Uhcov1 I was thrilled to receive two copies of Ulrich Haarburste’s Novel of Roy Orbison in Clingfilm in my mail at the station a couple of weeks ago. Although there wasn’t any return address on the package, or note inside, I suspect it was sent by Mr. Michael Horatio Kelly, who is a close personal friend of Herr Haarburste. Mr. Kelly is himself a writer, and was a guest on the book-club show I did a few years ago.

Because Mr. Kelly is in England, I asked Station Manager Ken if it would be okay to phone him from the studio and do a live interview, and because Mr. Kelly is in England, Station Manager Ken said no. So naturally I decided to email my questions to Mr. Kelly, and take Mr. Kelly’s emailed replies, and perform the interview on-air by reading my questions and having Jack Dinsmore, the scary disembodied ventriloquist’s dummy head, read Mr. Kelly’s answers. So I did that for a bit until I got tired about a third of the way through, and then Sluggo took over reading Mr. Kelly’s answers, and meanwhile Mr. Kelly was in England, furiously typing “I had nothing to do with this!” on his Web site.

I think it was my finest moment as a WFMU DJ.

Images When the station put together the “Great Moments in WFMU History” trading card set, I proposed my interview with Mr. Kelly as a Great Moment. Maybe it was too hard to explain on a trading card, though, or maybe they were concerned that the sight of Jack Dinsmore’s disembodied head would be too shocking for the more sensitive Listeners, because they went with the story of me and Kenny G’s penis, which Sluggo didn’t know about until he finally saw the cards last month and now Kenny G had better stay in Switzerland if he knows what’s good for him.

Anyway, I believe it’s because of my longstanding interest in Mr. Kelly’s work that I was the lucky recipient of Herr Haarburste’s book, and I have just finished reading it, and here’s where the review starts:
Ulrich Haarburste’s Novel of Roy Orbison in Clingfilm is the greatest novel of the 21st Century (so far). It begins with five short stories about wrapping Roy Orbison in clingfilm (a.k.a. plastic wrap in the US), and just when you’re thinking, “Well, these are amusing, but no one could possibly stretch this premise any further,” Herr Haarbuste launches into a novella that is a true tour de force. Not since Tristram Shandy has an author so skillfully—and amusingly—maintained such a shaggy-dog premise.
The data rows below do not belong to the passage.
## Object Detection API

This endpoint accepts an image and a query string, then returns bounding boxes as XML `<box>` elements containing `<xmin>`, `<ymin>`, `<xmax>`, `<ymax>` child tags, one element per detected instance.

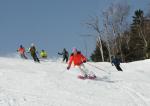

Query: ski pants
<box><xmin>20</xmin><ymin>53</ymin><xmax>27</xmax><ymax>59</ymax></box>
<box><xmin>115</xmin><ymin>65</ymin><xmax>123</xmax><ymax>71</ymax></box>
<box><xmin>31</xmin><ymin>53</ymin><xmax>40</xmax><ymax>62</ymax></box>
<box><xmin>78</xmin><ymin>64</ymin><xmax>89</xmax><ymax>76</ymax></box>
<box><xmin>63</xmin><ymin>56</ymin><xmax>68</xmax><ymax>63</ymax></box>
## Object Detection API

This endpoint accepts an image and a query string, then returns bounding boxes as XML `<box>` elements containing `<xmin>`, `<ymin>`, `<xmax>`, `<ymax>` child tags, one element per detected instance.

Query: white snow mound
<box><xmin>0</xmin><ymin>57</ymin><xmax>150</xmax><ymax>106</ymax></box>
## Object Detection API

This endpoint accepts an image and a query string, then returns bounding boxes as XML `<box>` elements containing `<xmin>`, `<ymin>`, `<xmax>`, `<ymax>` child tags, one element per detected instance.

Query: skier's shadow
<box><xmin>95</xmin><ymin>76</ymin><xmax>118</xmax><ymax>83</ymax></box>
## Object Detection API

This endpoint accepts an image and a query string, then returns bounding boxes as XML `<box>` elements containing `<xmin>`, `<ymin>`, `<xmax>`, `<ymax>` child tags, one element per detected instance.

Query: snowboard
<box><xmin>78</xmin><ymin>75</ymin><xmax>96</xmax><ymax>80</ymax></box>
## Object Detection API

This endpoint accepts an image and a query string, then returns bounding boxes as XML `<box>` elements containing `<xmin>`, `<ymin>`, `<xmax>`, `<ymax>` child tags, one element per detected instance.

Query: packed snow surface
<box><xmin>0</xmin><ymin>57</ymin><xmax>150</xmax><ymax>106</ymax></box>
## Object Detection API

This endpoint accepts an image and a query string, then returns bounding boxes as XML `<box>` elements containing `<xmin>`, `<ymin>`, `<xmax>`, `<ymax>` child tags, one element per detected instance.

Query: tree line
<box><xmin>86</xmin><ymin>3</ymin><xmax>150</xmax><ymax>62</ymax></box>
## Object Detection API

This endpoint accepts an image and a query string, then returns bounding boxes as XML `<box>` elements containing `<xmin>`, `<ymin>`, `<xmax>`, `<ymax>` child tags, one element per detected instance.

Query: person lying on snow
<box><xmin>67</xmin><ymin>48</ymin><xmax>96</xmax><ymax>78</ymax></box>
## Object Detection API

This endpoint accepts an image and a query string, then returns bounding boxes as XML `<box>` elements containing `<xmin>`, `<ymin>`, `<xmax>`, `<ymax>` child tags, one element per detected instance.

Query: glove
<box><xmin>83</xmin><ymin>60</ymin><xmax>86</xmax><ymax>63</ymax></box>
<box><xmin>67</xmin><ymin>66</ymin><xmax>70</xmax><ymax>70</ymax></box>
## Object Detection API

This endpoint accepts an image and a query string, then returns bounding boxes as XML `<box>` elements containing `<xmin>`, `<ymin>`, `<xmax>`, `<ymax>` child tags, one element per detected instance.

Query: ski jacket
<box><xmin>69</xmin><ymin>52</ymin><xmax>87</xmax><ymax>66</ymax></box>
<box><xmin>111</xmin><ymin>58</ymin><xmax>120</xmax><ymax>65</ymax></box>
<box><xmin>40</xmin><ymin>51</ymin><xmax>47</xmax><ymax>57</ymax></box>
<box><xmin>29</xmin><ymin>46</ymin><xmax>36</xmax><ymax>55</ymax></box>
<box><xmin>58</xmin><ymin>50</ymin><xmax>69</xmax><ymax>57</ymax></box>
<box><xmin>18</xmin><ymin>48</ymin><xmax>25</xmax><ymax>54</ymax></box>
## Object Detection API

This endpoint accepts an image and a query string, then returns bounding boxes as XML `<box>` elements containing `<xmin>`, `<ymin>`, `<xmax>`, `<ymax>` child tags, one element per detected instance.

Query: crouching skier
<box><xmin>67</xmin><ymin>48</ymin><xmax>96</xmax><ymax>79</ymax></box>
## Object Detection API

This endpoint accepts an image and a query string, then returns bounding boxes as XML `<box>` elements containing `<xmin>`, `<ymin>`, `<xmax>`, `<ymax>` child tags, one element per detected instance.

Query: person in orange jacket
<box><xmin>17</xmin><ymin>45</ymin><xmax>27</xmax><ymax>59</ymax></box>
<box><xmin>67</xmin><ymin>48</ymin><xmax>93</xmax><ymax>78</ymax></box>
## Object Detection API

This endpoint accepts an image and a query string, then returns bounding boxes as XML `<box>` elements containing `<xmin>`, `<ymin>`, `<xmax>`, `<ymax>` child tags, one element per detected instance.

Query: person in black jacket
<box><xmin>111</xmin><ymin>56</ymin><xmax>123</xmax><ymax>71</ymax></box>
<box><xmin>58</xmin><ymin>48</ymin><xmax>69</xmax><ymax>63</ymax></box>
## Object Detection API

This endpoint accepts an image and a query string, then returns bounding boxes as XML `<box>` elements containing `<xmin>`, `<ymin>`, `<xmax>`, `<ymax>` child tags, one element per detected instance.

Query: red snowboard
<box><xmin>78</xmin><ymin>75</ymin><xmax>96</xmax><ymax>80</ymax></box>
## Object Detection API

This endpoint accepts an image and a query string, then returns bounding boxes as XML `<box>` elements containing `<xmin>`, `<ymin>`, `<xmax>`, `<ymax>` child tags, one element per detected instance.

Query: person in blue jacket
<box><xmin>111</xmin><ymin>56</ymin><xmax>123</xmax><ymax>71</ymax></box>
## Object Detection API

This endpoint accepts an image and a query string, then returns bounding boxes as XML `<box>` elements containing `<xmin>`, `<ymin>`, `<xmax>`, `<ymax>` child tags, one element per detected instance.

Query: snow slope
<box><xmin>0</xmin><ymin>57</ymin><xmax>150</xmax><ymax>106</ymax></box>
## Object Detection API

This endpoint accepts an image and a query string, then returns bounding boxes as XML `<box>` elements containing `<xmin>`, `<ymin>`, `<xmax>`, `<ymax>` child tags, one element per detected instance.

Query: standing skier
<box><xmin>40</xmin><ymin>50</ymin><xmax>47</xmax><ymax>59</ymax></box>
<box><xmin>111</xmin><ymin>56</ymin><xmax>123</xmax><ymax>71</ymax></box>
<box><xmin>58</xmin><ymin>48</ymin><xmax>69</xmax><ymax>63</ymax></box>
<box><xmin>67</xmin><ymin>48</ymin><xmax>96</xmax><ymax>79</ymax></box>
<box><xmin>17</xmin><ymin>45</ymin><xmax>27</xmax><ymax>59</ymax></box>
<box><xmin>29</xmin><ymin>43</ymin><xmax>40</xmax><ymax>62</ymax></box>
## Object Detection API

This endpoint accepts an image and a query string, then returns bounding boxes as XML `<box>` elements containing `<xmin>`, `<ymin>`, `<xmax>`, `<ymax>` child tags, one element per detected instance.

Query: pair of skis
<box><xmin>78</xmin><ymin>75</ymin><xmax>96</xmax><ymax>80</ymax></box>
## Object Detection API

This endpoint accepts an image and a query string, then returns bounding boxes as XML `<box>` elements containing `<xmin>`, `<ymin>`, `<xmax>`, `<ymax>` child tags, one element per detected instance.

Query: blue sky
<box><xmin>0</xmin><ymin>0</ymin><xmax>150</xmax><ymax>56</ymax></box>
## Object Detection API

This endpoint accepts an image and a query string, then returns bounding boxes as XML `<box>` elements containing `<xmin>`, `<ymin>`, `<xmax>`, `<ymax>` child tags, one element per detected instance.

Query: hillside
<box><xmin>0</xmin><ymin>57</ymin><xmax>150</xmax><ymax>106</ymax></box>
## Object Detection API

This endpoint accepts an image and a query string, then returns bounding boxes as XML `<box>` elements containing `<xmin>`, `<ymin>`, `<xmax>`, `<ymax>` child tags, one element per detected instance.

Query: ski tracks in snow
<box><xmin>115</xmin><ymin>83</ymin><xmax>150</xmax><ymax>106</ymax></box>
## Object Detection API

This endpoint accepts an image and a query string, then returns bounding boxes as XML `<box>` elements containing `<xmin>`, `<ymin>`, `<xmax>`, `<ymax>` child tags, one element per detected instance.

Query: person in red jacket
<box><xmin>17</xmin><ymin>45</ymin><xmax>27</xmax><ymax>59</ymax></box>
<box><xmin>67</xmin><ymin>48</ymin><xmax>88</xmax><ymax>77</ymax></box>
The complex, self-reflexive repetition and reconfiguration of certain elements is reminiscent of a Bach fugue.

When I read Ian McEwan’s Atonement, I felt like there was no sense in anyone ever writing a novel again. I’m glad to say I was wrong. The world would be a poorer place without Ulrich Haarburste’s Novel of Roy Orbison in Clingfilm.

The book concludes with three more short stories written in ostensible German. In the way that Spanglish relates to Spanish, so the language in these stories relates to German; I guess they’re in Deutschlish. But they’re just as funny as anything else in the book. Das besitzensuchenzugenmachenubergruppenschnurpenplastische indeed.